Robert J. Conrad of the Orlando Sentinel called Civil War General "an excellent CD-ROM program", although he criticized its high system requirements. He found the game easy to learn, called its reenactment footage "a wonderful touch" and summarized the package as one that "anyone can enjoy, but Civil War buffs, in particular, can get lost in." Writing for the Orange County Register, Jeff Guinn found the game to be extremely difficult, but felt that it was "cut from different butternut homespun than the generic refight-the-Civil-War play-alikes that have inundated the market." In the Milwaukee Journal Sentinel, Guinn described Civil War General as "the kind of game you'll enjoy playing over and over", despite its difficulty.

In PC Gamer US, William R. Trotter noted that Civil War General was simplified to appeal to a mass-market audience, but he argued that it remained "deep enough to satisfy most hardcore wargamers." In this regard, he compared it to Panzer General.
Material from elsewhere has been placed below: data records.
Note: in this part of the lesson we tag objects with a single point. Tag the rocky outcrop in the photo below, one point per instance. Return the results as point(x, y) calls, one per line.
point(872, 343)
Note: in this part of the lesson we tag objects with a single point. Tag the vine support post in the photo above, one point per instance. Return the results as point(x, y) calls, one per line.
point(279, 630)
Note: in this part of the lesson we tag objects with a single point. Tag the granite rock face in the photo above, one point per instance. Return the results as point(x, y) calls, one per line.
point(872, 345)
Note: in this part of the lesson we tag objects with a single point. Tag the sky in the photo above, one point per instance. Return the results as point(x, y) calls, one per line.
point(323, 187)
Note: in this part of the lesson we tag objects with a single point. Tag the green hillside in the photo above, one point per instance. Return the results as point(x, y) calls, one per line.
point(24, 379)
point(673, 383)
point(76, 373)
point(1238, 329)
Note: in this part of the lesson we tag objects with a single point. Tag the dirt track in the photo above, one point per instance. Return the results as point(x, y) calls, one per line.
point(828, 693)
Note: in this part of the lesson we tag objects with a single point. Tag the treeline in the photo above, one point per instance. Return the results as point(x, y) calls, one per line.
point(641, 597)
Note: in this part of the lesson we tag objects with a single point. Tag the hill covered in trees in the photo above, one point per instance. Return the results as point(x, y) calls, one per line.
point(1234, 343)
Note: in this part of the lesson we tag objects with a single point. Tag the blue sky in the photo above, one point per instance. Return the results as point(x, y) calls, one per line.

Trotter highly praised the game's reenactment footage, and he summarized Civil War General as "a serious wargame, wrapped in a friendly multimedia package." Conversely, Computer Games Strategy Pluss Robert Mayer considered Civil War General to be a missed opportunity. He called it "another one of the Panzer Generals androgynous offspring", and found it to be shallow and simplistic, although he praised its multimedia features and documentation. He argued that it is "a good introduction to wargaming, but one that barely hints at the joys of [the genre's] complexity and detail".

Review scores
| Publication | Score |
|---|---|
| Computer Gaming World | 4/5 |
| PC Gamer (US) | 84% |
| Computer Games Strategy Plus | 3/5 |
| PC Magazine | Thumbs up icon |
| Orange County Register | B+ |

Awards
| Publication | Award |
|---|---|
| Computer Gaming World | Wargame of the Year (finalist) |
| Codie awards | "Best Strategy Software Game" (finalist) |

==Aftermath==
Impressions Games and Sierra On-Line followed Civil War General with a sequel, entitled Grant, Lee, Sherman: Civil War Generals 2. It was designed by Doug Gonya, a scenario designer for Civil War General, and produced by Civil War Generals quality assurance manager Steve Grammont. Like its predecessor, it was a commercial success. A third game, Civil War Generals 3, was announced in January 1999. However, it was cancelled in April 2000. According to James Fudge of Computer Games Strategy Plus, this decision was made because the game's projected sales were "barely enough to cover [its] development costs". Despite the cancellation, the Impressions team confirmed that they were interested in developing other wargames in the future.